Here, the question starts to change: aren’t we already, as Susanna says, “fundamental actors” in global policy, whether anyone recognizes it or not? What we do affects not only others, but the fabric of values and resources on which others’ possibilities depend.
Saving what we savor
In Citizens’ Climate Lobby group start volunteer training workshops, we talk about the problematic split between what we seek to save and what we want to spend time savoring. If you don’t know what you savor in this world, it can become more difficult to figure out what you need to be doing to save those things you value and to prevent degradation, loss and damage. The reasons for your political action become blurred.
We brought this into the working session, and asked participants to think about their environmental, climate and political values in these terms. The three savored values that stood out were:
- the deep spiritual value of an indigenous people largely ignored by the outside world,
- the transformational experience of “global moms”—women working together from across the world to raise awareness about the impact of policy on their lives and the world around them
- and a young Brazilian delegate’s affection for working with people of diverse backgrounds and diverse viewpoints.
Respect difference, she said, spend time listening, and you can find that from these marginal excluded groups, or from people who have never had contact with the policy realm before, or in mapping out the scope of our own thinking, we discover applicable insights with more diversity, more reach, and more wisdom.

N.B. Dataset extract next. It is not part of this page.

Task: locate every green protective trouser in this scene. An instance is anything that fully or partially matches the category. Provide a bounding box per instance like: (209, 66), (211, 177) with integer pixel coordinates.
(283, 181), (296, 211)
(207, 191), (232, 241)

Not only were people there focused on savoring and saving the ecological value of a stable climate, but the unique ways in which diverse human intelligence makes us a more sustainable contributor to the landscape of natural life-support systems. A closing question: can our politics support this kind of thinking?
Conclusions
The supposed expediency of popular exclusion does not necessarily move good policy faster. The climate negotiations are a prime example: after 23 years, the UNFCCC has still not been fully implemented. Now, in 2015, there is great hope that a more inclusive process will result in 195 nations introducing comprehensive, measurable, effective climate response plans, enabling us to build a worldwide low-carbon economy, as had been intended in 1992. A major part of that hope is the increased level of popular civics going into the examination, adoption and implementation of solutions.
Governments are not left to make all the necessary choices on their own. By adding business, academics, civil society, communities, marginal groups, subnational governments, and many other constituencies, to the policy arena, the policy arena becomes more diverse, more vast, more capable.
The real outcome from the Pathway to Paris working session at the Civil Society Forum of the World Bank / IMF Spring Meetings was: together, we are more intelligent. With more viewpoints coming into the policy arena, our view of the landscape can achieve a higher resolution, take in more information, depict the realm of lived experience and human need more accurately.
>>> Further Discussion
After this working session, we added the following question to the IMF’s discussion forum on Energy and Climate Policy:
In the Pathway to Paris working session on April 15, during the Civil Society Policy Forum held as part of the IMF/World Bank Spring Meetings, we heard from Prof. Susanna Cafaro that “Citizens are fundamental actors” on the global stage, though this is often not how we look at their role, and structures are designed not to recognize that role. Individuals are fundamental actors in all economic dynamics. Can we focus some attention on ways to use carbon pricing policy to build value in the lives of individuals, so their everyday economic activity becomes a driver of an efficient energy transition?